Sie hält einen Moment inne und sieht mich konzentriert an: »Für die meisten von uns gilt, dass die großen Ereignisse im Leben nicht auf dem Schlachtfeld mit Schwertern passieren, kaum an öffentlichen Orten, sie sind meist sehr privat. Du sitzt eher an einem Tisch mit einem geliebten Menschen, mit dem du seit einem Jahrzehnt zusammen bist, und fragst den geliebten Menschen: »Wo warst du gestern Abend?« Und der geliebte Mensch unterbricht den Blickkontakt mit dir für eine Millisekunde, dann kehrt sein Blick zu dir zurück und in diesem Moment weißt du, dass du betrogen wurdest, und die Beziehung ist vorbei. Zehn Jahre deines Lebens ausgelöscht in einem unterbrochenen Blickkontakt, der eine Millisekunde dauert. Das Theater hat echte Schwierigkeiten, diese Momente zu kommunizieren, aber im Kino geht das. Hier, wo wir eigentlich Theater machen, können wir diesen wunderbaren Augenblick, die Millisekunde, haben.«

»Und was kann das Theater, was das Kino nicht kann?« frage ich.
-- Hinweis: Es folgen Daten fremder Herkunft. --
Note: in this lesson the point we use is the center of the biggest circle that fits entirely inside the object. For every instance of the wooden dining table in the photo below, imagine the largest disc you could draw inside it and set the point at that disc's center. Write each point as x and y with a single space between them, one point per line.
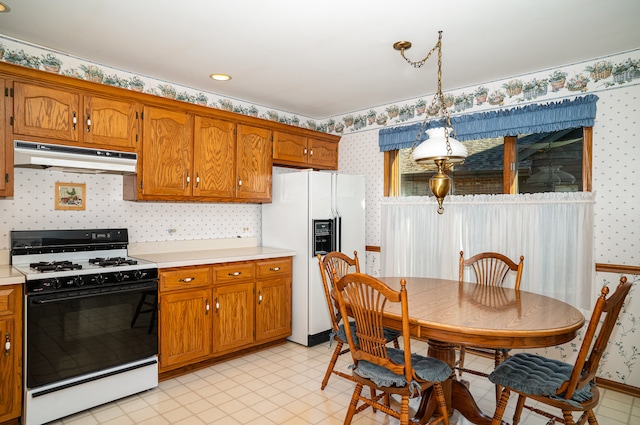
447 313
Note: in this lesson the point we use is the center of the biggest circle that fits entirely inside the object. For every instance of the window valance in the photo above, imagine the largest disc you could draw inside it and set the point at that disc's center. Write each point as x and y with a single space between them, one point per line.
534 118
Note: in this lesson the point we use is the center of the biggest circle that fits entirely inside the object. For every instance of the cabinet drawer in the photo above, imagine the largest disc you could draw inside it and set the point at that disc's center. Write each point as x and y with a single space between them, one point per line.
184 278
8 296
276 267
233 272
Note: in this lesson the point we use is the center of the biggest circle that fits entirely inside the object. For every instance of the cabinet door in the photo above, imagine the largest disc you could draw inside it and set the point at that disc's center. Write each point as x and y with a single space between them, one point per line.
6 146
214 157
233 316
184 327
273 308
254 163
110 123
323 154
11 358
289 149
167 153
45 113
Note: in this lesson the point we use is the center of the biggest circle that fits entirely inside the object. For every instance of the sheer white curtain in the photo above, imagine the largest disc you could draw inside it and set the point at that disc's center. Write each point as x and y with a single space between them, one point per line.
554 232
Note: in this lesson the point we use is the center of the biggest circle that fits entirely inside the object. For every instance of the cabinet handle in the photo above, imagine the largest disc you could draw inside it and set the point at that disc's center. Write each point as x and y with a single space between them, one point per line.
187 279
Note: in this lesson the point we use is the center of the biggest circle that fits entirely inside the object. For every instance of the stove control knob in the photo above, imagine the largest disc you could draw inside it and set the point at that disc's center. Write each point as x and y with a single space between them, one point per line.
55 283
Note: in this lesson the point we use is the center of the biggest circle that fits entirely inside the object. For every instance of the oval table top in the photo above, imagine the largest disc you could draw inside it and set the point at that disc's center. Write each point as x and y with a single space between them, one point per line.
468 313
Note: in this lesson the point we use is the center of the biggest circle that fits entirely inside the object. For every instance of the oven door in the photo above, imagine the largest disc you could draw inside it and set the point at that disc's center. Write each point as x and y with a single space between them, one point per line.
79 332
»Oh, jede Menge«, lächelt sie, »es ist wie gesagt eine begrenzte Kunstform, weil man mit dem Theater nur bis zu einem bestimmten Punkt kommt, wenn man sich für Psychologie und Verhalten und Subjektivität interessiert – und ich interessiere mich sehr für diese drei Dinge. Aber wenn ich nur mit Film arbeite, fehlt mir die Lebendigkeit des Ganzen. Sich einen Film anzusehen kann sehr erschreckend und gefährlich sein, man ist aber weit entfernt von der Realität, die er aufzeichnet. Hier bist du, im Gegensatz dazu, sehr nahe am Handwerk der 50 Leute auf dem Parkett, die diesen Film für dich herbeizaubern.«

Der Text »Schatten (Eurydike sagt)« der österreichischen Nobelpreisträgerin Elfriede Jelinek ist der Gegenstand der »dritten Kunstform« Mitchells. Die Orpheus-Sage ist ja eine der gefühlvollsten und üblicherweise bewegendsten ihrer Gattung, jedenfalls auf den ersten Blick. Die Reise des Sängers in die Unterwelt, die später von Vergil in den »Georgica« und von Ovid in den »Methamorphosen« nacherzählt wurde, hat den Zweck, seine geliebte Eurydike, die von einem Schlangenbiss getötet wurde, wieder zurückzuholen. Die einzige von Hades gestellte Bedingung, bei deren Nichterfüllung Orpheus seine Eurydike wieder verlieren würde, ist, dass er sich auf seiner Rückkehr zur Oberwelt nicht aus Misstrauen gegenüber der Obrigkeit umsehen darf, um ihr in die Augen zu schauen – ein Verbot , welches für viel Spannung sorgt.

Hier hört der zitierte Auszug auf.